In the circumstances, I consider that PML was lucky to escape without having to pay the penalty, given the tribunal’s finding of non-compliance with the notice. However, reading the case did give me cause for concern about HMRC’s conduct in investigations such as this.
It could just have been an accident of timing, but I felt that the officer seemed a little keen to issue the Sch 36 notice in the first place. Further, it is remarkable that, as soon as a shortcoming was perceived in the information produced, the officer felt that a penalty should be issued.
Although I have no reason to deny HMRC’s use of their penalty powers in cases of non-compliance, it does not strike me overall as helpful for penalties to be issued at the earliest opportunity, especially when the case will require co-operation between the taxpayer and HMRC. A little flexibility would have been better and, in the long term, probably far more effective. My concern is particularly acute given the officer’s willingness to issue a penalty in part because he required a clarification of an answer given to him.

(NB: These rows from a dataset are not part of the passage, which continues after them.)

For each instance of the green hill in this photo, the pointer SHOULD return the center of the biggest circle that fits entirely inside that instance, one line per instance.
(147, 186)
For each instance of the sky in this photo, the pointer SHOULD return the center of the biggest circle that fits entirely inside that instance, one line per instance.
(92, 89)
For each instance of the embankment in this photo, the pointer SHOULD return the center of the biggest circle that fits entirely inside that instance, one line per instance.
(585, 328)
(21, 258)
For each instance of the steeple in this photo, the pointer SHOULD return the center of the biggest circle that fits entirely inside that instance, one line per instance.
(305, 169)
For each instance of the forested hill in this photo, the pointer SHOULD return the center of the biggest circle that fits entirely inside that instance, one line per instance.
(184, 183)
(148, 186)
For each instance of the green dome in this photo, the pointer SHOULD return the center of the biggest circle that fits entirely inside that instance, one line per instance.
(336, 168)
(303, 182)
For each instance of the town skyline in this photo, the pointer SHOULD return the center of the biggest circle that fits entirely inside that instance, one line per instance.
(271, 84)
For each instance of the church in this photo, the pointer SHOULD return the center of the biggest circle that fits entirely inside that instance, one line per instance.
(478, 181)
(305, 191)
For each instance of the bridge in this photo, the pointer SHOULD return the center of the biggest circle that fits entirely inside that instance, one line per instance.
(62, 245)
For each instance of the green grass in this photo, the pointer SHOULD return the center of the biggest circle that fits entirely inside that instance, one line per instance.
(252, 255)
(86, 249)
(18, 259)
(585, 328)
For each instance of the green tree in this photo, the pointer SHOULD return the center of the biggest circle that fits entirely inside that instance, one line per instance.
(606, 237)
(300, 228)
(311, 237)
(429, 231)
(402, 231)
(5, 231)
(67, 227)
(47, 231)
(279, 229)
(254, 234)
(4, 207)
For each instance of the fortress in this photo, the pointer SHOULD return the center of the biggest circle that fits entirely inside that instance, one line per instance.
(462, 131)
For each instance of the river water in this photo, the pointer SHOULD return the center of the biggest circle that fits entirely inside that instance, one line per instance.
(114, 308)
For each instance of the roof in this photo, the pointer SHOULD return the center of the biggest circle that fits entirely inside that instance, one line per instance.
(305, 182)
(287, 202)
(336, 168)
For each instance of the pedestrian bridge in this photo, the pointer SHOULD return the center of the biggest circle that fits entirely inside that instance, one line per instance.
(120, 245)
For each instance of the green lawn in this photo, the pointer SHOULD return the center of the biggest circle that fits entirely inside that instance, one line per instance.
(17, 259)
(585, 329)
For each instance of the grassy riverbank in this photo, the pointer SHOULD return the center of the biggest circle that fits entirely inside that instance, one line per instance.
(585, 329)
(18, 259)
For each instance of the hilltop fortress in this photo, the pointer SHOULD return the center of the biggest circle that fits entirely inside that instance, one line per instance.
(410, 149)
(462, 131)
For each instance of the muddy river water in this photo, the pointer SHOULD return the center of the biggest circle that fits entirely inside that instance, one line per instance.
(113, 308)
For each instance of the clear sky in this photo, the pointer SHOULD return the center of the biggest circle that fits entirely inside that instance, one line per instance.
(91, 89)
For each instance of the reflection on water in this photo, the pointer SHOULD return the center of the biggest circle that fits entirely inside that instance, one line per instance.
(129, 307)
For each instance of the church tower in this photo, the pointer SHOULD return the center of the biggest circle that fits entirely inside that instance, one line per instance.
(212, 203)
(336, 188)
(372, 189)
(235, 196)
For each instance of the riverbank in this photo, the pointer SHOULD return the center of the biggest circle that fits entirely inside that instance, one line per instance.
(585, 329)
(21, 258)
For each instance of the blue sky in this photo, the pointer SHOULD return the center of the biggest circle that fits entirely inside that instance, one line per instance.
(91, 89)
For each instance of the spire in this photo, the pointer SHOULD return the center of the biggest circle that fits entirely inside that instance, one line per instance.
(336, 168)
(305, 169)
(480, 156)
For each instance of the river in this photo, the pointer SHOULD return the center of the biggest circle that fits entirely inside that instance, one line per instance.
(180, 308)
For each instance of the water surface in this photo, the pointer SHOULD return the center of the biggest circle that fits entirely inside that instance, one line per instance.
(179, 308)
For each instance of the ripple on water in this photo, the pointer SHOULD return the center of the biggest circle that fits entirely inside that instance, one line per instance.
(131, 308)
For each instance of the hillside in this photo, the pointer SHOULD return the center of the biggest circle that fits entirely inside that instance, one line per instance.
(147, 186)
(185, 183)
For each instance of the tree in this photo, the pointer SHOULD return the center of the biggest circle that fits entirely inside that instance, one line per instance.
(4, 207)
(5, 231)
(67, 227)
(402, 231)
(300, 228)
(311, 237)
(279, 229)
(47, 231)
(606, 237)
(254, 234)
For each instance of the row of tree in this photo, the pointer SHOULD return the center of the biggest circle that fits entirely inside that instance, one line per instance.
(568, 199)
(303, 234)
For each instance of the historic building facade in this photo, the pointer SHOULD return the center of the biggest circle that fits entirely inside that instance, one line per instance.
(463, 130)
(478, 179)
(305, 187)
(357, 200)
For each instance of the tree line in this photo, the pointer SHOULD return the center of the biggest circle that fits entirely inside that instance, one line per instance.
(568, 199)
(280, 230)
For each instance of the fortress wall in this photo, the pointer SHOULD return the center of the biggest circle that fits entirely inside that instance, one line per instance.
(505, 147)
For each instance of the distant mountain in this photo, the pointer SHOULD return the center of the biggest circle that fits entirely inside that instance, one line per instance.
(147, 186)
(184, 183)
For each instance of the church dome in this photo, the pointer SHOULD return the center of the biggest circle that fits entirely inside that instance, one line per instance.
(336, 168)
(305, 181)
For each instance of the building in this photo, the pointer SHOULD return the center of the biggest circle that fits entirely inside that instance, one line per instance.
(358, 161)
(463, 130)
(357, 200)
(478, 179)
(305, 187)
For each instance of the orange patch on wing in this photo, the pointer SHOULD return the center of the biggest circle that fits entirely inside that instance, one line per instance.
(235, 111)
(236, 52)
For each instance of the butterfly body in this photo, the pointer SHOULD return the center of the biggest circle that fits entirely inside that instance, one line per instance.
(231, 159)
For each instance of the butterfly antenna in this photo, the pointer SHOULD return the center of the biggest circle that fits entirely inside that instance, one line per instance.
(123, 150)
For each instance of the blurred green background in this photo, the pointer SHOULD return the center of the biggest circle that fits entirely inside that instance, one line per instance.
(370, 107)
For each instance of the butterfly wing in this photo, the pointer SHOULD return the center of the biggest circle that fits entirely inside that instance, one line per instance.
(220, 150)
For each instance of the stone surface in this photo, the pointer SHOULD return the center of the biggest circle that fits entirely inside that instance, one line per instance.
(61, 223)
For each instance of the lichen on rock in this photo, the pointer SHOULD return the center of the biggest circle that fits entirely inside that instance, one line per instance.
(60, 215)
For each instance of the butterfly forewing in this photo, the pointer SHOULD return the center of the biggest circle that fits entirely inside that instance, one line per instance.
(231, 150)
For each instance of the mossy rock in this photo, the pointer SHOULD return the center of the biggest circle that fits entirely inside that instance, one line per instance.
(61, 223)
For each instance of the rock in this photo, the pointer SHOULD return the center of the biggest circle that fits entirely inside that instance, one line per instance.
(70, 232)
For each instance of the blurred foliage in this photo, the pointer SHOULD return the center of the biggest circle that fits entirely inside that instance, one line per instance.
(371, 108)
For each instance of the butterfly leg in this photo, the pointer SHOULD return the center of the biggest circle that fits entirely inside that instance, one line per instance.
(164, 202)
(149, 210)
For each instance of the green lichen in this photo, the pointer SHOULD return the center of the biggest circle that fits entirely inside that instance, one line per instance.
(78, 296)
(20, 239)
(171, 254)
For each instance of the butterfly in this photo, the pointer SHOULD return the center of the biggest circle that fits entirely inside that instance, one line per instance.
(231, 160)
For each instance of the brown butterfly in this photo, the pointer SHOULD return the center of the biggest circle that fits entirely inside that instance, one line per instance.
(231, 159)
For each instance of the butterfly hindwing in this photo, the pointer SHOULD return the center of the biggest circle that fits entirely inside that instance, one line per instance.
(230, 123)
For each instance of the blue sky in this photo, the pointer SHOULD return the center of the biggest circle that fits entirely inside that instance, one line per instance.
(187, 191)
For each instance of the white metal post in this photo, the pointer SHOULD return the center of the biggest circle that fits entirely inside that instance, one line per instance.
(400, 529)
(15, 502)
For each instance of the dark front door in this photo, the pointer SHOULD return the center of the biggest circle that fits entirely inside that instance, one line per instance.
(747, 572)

The provisions in Sch 36 have the effect of making it far easier than it was previously for HMRC officers (particularly the more junior ones) to seek information from taxpayers. In my experience, these powers are sometimes abused. For example, HMRC officers will often use these powers when they are not entitled to do so or seek information to which they are not entitled. It is only if a taxpayer is willing to risk the cost of standing up to HMRC that these excesses can ever be scrutinised.
A cynic might say that that is precisely HMRC’s approach. It is now official policy for HMRC to seek to maximise revenue rather than to focus on seeking that taxpayers pay the correct tax. In the same way, HMRC seem to take the attitude that, if they do not ask for information they might not get it. After all, so it seems, it is not HMRC’s fault if taxpayers are either unwilling to rock the boat or not savvy enough to know when a challenge might be appropriate. This is a worrying trend but consistent with HMRC’s attitudes elsewhere.
HMRC officers now regularly point to their statutory responsibilities for the ‘collection and management of revenue’. This phrase does sound far more ominous than the previous phrase ‘care and management’. However, what is often forgotten is that CRCA 2005 s 51(3) expressly provides that, notwithstanding the words actually used, the actual meaning of the phrase ‘collection and management’ is ‘care and management’.
It is about time that HMRC stop focusing only on collecting and start to care.